Now, are there issues on which they agree? Sure. If you have nutty policy views at odds with 90% of the public, the parties are members of the public, so the odds are that both parties (less about 5% each) will disagree with you. Neither party wants to abolish the federal reserve, move the capitol to Nebraska, or ban Count Chocula. But on the vast ambit of public policy, as Medved correctly says, and as his caller utterly fails to challenge, still less refute, there are wide differences between the parties. You think that if there was a Republican majority in Congress, Obamacare would have passed? It wouldn't.
Simon, ahem, seriously.
"We have now reached a point where people are calling Karl Rove a RINO."
I have reservations myself about the term RINO but if the Republican party stands for conservative values, Karl Rove is not your man. Ever since Rove became a "genius", the agenda has turned to big government globalism. He was the very architect of the GOP demise. But in the spirit that was meant, if Rove isn't a Republican-In-Name-Only, who is?
As to Medved. That is a choice based on style only. You have bought into his liberal nonsense and bonded into his personality. I read his nonsense and he just doesn't have the chops to even be considered a serious pundit. He is nothing more than a shill for the GOP. He fought for amnesty and is an indefatigable Bush defender as you would expect being Bush's favorite shill.
And I will grant you that there are some differences between the Democrats and Republicans. Democrats are openly liberal and fight like hell for what they want. Republicans, on the other hand, are closeted liberals who can be counted on to deliver landmark liberal victories while gaming their ACU records which only takes a hit for the party overall when the "Gangs of McCain" cross over the aisle.
The "two" parties my tell us different lies but the Dems are out in the open, the Reps hide behind a conservative mask to deliver on the same globalist, post-constitutional agenda.

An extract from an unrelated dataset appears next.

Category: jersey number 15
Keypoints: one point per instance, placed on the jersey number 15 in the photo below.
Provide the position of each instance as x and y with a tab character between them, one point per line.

Simon — Well there you have from phil the incoherent, unserious craziness flat out: Rove must be a RINO — or something — because he was the architect of "big government globalism" and "the GOP demise." You have to wonder what the GOP revival will look like if it's not electing a two-term President who slashed tax rates, spent political capital trying to introduce some personal responsibility and liberty into the Social Security system and struck back against America's enemies with an aggressive vengeance not seen since Pearl Harbor.

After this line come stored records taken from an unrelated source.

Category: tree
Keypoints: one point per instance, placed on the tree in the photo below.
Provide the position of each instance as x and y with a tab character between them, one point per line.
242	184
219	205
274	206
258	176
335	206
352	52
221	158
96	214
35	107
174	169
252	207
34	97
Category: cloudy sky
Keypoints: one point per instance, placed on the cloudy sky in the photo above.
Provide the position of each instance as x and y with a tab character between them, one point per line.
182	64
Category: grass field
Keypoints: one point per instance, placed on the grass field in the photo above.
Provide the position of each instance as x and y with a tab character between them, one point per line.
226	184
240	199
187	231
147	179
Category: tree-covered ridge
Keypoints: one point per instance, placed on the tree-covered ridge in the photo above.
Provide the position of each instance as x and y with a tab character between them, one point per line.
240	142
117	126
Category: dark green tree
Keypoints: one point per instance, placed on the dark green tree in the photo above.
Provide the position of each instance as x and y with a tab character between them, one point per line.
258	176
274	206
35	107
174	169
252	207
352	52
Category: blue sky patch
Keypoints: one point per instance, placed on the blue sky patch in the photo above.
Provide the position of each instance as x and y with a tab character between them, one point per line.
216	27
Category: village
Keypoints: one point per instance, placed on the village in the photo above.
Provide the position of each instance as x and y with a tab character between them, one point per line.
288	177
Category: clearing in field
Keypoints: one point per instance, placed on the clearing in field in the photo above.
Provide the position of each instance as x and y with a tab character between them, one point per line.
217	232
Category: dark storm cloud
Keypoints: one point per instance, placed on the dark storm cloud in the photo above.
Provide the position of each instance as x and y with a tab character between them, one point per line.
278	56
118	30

Then comes the kicker: Democrats are "openly liberal" but those sneaky Republicans are "closeted liberals." Can something akin to "Eisenhower was an active agent of the Communist conspiracy be far behind?"
There is no possible way to deal with this sort of daft ignorance. No wonder O'Donnell attracted them all.

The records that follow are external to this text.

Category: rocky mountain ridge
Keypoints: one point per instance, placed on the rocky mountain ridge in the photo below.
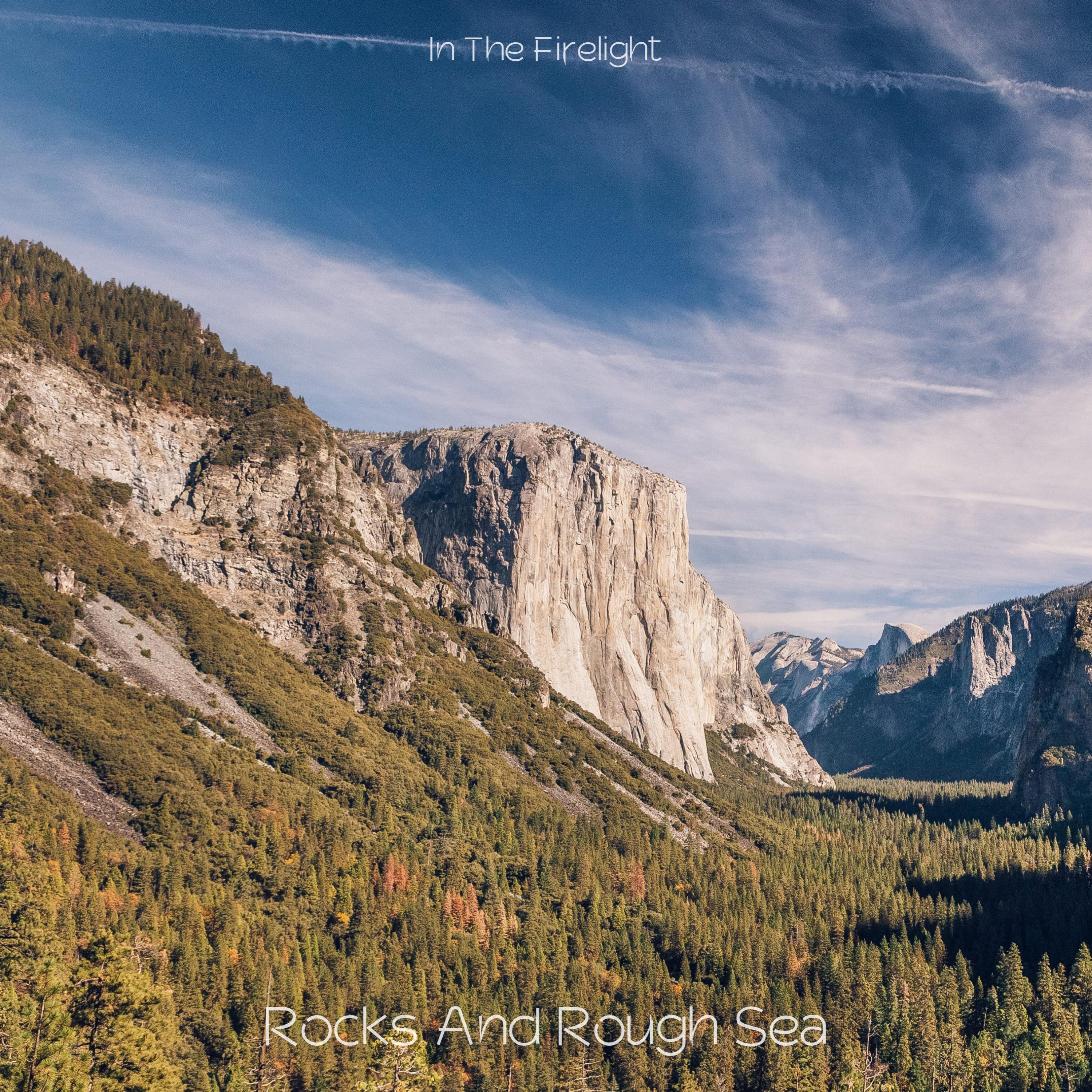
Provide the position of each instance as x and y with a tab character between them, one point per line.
583	559
274	523
810	675
1054	763
955	706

John Burke — You don't know what is going to happen in November any more than anyone else. But the bottom line for many conservatives is this, we've had too many fake conservatives and we're unwilling to put up with them any longer. Come what may, I'd rather lose with real conservatives than win with liberals in conservative clothing. The one that needs to consider his daft ignorance is you.
Phil, "[b]etter"? It's well-said, but utterly fictitious. Give us some examples of current convergence between Democratic and Republican policy.
David, you can slam John (and me, for that matter) all you like. But if you're determined about your date for November 2, you're going to be sore the morning after.